Essential Summer Tasks: Creating a Year-at-a-Glance Calendar

Essential Summer Tasks

As a music teacher, planning is everything. I know from experience that a month of solid planning during the summer makes for a much smoother rest of the year. Grab a piece of paper or your favourite calendar app on your computer and let’s go over some of the things you need to consider.

School Calendar

Start by getting a copy of the school calendar for every school division that your students may attend. You may need high school, elementary, public, private, rural or city ones, depending on your particular teaching situation. Not all of the holidays and teaching inservices will line up across divisions, so you’ll have to make some decisions about which days you will teach and which days you won’t.

Major Performances

Figure out when all your personal gigs, students recitals, and music festivals are. Schedule in any extra rehearsal times that those might involve. Even if you don’t know the exact dates, make a note in your calendar so at the very least you will know approximately how busy you with be that week. Also allow some time for extra prep those events might involve: sorting out books for music festival, preparing food for recitals, putting up posters around the community for gigs, etc.

Professional Development

Next, map out any professional development things you might have planned. Conferences, symphony concerts, recitals, musical fundraisers, etc. If you don’t have anything scheduled, find something to go to. It’s so important to keep growing as a musician and hear other performers.

Studio Promotions

Finally, decide if you want to run any special practicing incentives, holiday activities or advertising pushes during the year. With your performances and professional development items in place, you’ll know which months are freer to do things like this. For example, I like to run a practicing incentive with Halloween candy in October, have a summer themed “music party” for my group classes in February, and I do an extra advertising push in January if my studio numbers are low. If I don’t put those things on the calendar, I’ll remember them last minute and be scrambling the week of.

Sample

So what does one of these look like in real life?
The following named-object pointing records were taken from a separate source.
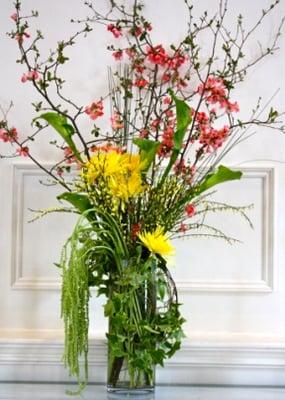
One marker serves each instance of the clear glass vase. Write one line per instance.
(130, 365)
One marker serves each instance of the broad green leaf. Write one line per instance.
(60, 124)
(183, 120)
(79, 201)
(148, 149)
(109, 308)
(223, 174)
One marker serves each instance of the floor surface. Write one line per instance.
(13, 391)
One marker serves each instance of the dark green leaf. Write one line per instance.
(183, 119)
(223, 174)
(148, 149)
(60, 124)
(79, 201)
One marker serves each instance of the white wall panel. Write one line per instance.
(233, 296)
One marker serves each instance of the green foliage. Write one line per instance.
(223, 174)
(79, 201)
(183, 120)
(148, 149)
(75, 300)
(66, 131)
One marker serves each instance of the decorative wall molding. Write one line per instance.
(231, 362)
(266, 282)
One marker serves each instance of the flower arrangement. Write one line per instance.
(145, 181)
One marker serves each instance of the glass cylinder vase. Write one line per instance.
(131, 344)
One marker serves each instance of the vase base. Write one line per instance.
(135, 394)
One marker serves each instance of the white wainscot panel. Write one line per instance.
(200, 265)
(36, 246)
(208, 264)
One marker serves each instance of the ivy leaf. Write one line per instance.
(223, 174)
(79, 201)
(148, 149)
(109, 308)
(60, 124)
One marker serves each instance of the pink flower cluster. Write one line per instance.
(69, 156)
(116, 121)
(9, 135)
(21, 36)
(212, 138)
(95, 110)
(115, 30)
(14, 17)
(23, 151)
(215, 92)
(186, 171)
(32, 75)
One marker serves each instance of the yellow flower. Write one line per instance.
(125, 187)
(103, 164)
(157, 242)
(120, 173)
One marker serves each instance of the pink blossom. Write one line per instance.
(144, 133)
(176, 61)
(116, 121)
(167, 100)
(68, 154)
(212, 138)
(183, 228)
(136, 31)
(59, 171)
(95, 109)
(20, 37)
(157, 55)
(30, 76)
(167, 143)
(190, 210)
(232, 107)
(115, 30)
(214, 90)
(14, 17)
(141, 83)
(131, 52)
(23, 151)
(155, 124)
(9, 135)
(118, 55)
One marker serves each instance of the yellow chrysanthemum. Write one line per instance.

Here’s mine:

July

Clean up Studio

Organize Music

Order Choir Music

Summer Concert (gig)

August

Advertising Push

Email Parents

Update Studio Policy

Update Studio Website

Fundraising Concert (gig)

September

Allow extra time for emails

Prepare for MYC Conference

Decide on Church songs

University Choir Promotions

October

MYC Conference

Halloween Practicing Promotion

Thanksgiving

Studio Performance at Villa

University Choir Workshop

November

Start Christmas Recital Baking

Pick Christmas Music

Remembrance Day

University Choir Workshop

University Choir Concert

December

Christmas Recital

Purchase Student Presents

Christmas Concert (gig)

Christmas Musical extra rehearsals

Christmas Musical

January

Choose Music Festival Songs

Fill out forms & collect money

Advertising push

Prepare MYC kids for composition festival

University Choir Workshop

February

Summer Music Party

Practicing Incentive

February Break

Valentines Day

University Choir Workshop

March

Choose Recital Songs (for those not in festival)

Accompanist Rehearsals

Studio Performance at Villa

Spring Musical Auditions

University Choir Concert

April

Music Festivals

Organize Books

Easter

Start Spring Recital Baking

May

Spring Recital

Hand Out Returning forms

RCM Theory Exams

June

RCM Practical Exams

Spring Musical Extra Rehearsals

Spring Musical

That’s all there’s to it!  Keep this road map handy for the rest of the year and be one step closer to mastering your time management.

Seasoned teachers, is there any essential summer task you think we should cover in the following posts?  What do you do in the summer that helps you keep the rest of your year saner?